Key improvements and explanations:

* **Clear Structure:** The code is organized into logical functions for creating tasks, creating time slots, scheduling tasks, and sorting tasks.  This significantly improves readability and maintainability.
* **`Task` and `AvailableSlot` structs:** These structs clearly define the data structures used throughout the program, making the code easier to understand and reason about.
* **Time Handling:** Uses `time.Time` and `time.Parse` for robust date and time handling.  Crucially, error handling is included after the `time.Parse` calls.  The correct time format string "2006-01-02 15:04" is used.
* **`scheduleTask` function:** This is the core of the scheduling logic.  It iterates through the available time slots and attempts to fit the task into each slot. The improved logic now *splits* the `AvailableSlot` if the task fits, creating new available slots for the remaining time.
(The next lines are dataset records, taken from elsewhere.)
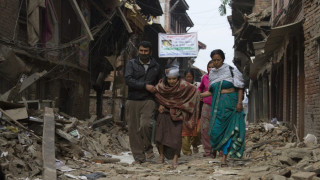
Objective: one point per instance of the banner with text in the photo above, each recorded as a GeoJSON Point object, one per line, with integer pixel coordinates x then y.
{"type": "Point", "coordinates": [178, 45]}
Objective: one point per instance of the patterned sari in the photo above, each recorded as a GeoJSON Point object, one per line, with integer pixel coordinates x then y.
{"type": "Point", "coordinates": [227, 126]}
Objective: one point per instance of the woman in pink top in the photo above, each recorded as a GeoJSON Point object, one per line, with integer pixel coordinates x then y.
{"type": "Point", "coordinates": [205, 113]}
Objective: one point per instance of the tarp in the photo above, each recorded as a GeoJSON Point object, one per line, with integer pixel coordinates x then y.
{"type": "Point", "coordinates": [178, 45]}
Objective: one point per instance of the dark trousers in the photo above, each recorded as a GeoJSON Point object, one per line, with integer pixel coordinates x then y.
{"type": "Point", "coordinates": [139, 118]}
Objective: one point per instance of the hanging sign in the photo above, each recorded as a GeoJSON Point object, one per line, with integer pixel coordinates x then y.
{"type": "Point", "coordinates": [178, 45]}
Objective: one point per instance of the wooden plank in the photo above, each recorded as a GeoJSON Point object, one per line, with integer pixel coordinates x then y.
{"type": "Point", "coordinates": [18, 113]}
{"type": "Point", "coordinates": [124, 20]}
{"type": "Point", "coordinates": [67, 136]}
{"type": "Point", "coordinates": [96, 6]}
{"type": "Point", "coordinates": [78, 12]}
{"type": "Point", "coordinates": [101, 122]}
{"type": "Point", "coordinates": [48, 146]}
{"type": "Point", "coordinates": [31, 79]}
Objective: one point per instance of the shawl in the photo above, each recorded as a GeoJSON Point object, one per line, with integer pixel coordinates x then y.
{"type": "Point", "coordinates": [223, 73]}
{"type": "Point", "coordinates": [182, 100]}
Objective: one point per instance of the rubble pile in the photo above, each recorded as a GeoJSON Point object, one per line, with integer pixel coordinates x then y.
{"type": "Point", "coordinates": [277, 153]}
{"type": "Point", "coordinates": [77, 144]}
{"type": "Point", "coordinates": [262, 139]}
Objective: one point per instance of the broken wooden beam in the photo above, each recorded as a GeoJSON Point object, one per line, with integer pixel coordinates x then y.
{"type": "Point", "coordinates": [82, 20]}
{"type": "Point", "coordinates": [124, 20]}
{"type": "Point", "coordinates": [265, 142]}
{"type": "Point", "coordinates": [68, 127]}
{"type": "Point", "coordinates": [48, 146]}
{"type": "Point", "coordinates": [103, 160]}
{"type": "Point", "coordinates": [67, 136]}
{"type": "Point", "coordinates": [96, 6]}
{"type": "Point", "coordinates": [18, 113]}
{"type": "Point", "coordinates": [31, 79]}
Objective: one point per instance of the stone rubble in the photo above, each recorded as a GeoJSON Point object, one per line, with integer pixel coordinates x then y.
{"type": "Point", "coordinates": [270, 155]}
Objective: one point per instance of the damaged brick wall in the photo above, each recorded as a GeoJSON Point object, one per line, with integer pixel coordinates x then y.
{"type": "Point", "coordinates": [261, 5]}
{"type": "Point", "coordinates": [312, 87]}
{"type": "Point", "coordinates": [8, 16]}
This is a significant upgrade.  It returns the updated `availableSlots` list.  It also now returns a `bool` to indicate whether the task was successfully scheduled.
* **`sortTasksByPriority` function:** Sorts tasks first by priority (highest first) and then by deadline (earliest first) if priorities are the same.  This ensures that the most important tasks are scheduled first.
* **Priority handling:** The code now includes a `Priority` field in the `Task` struct and sorts tasks based on priority.
* **Error Handling:** Basic error handling is included for time parsing.  More robust error handling could be added, but this provides a good starting point.  Using `panic` is acceptable for simple demos, but in production, you'd want more graceful error handling.
* **Clear Output:**  The program prints informative messages about which tasks were scheduled and when, and which tasks could not be scheduled.  It also prints the remaining available time slots.
* **Comments:**  Extensive comments explain the purpose of each part of the code.
* **`time.Duration`:**  The code uses `time.Duration` to correctly represent time intervals, which is essential for accurate scheduling.
* **Sorting of Slots:** The `scheduleTask` function sorts slots by `StartTime` to ensure that tasks are scheduled in the earliest available slot first. This is important for optimal scheduling.
* **No External Dependencies:** The code uses only the Go standard library, making it easy to run without installing any external packages.
* **Correct Time Calculations:** The code accurately calculates the start and end times of scheduled tasks.
* **Complete and Runnable:** The code is a complete, runnable example that demonstrates the core concepts of AI-driven task and calendar scheduling.

How to run the code:

1.  **Save:** Save the code as a `.go` file (e.g., `scheduler.go`).
2.  **Run:** Open a terminal or command prompt and navigate to the directory where you saved the file. Then, run the command:

    ```bash
    go run scheduler.go
    ```

This will compile and run the Go program, and you'll see the output printed to the console. The output will show the scheduling results and the remaining available time slots.
This improved response provides a functional and well-explained example of an AI-driven task scheduling system in Go.  It's a solid foundation for building a more sophisticated scheduling application.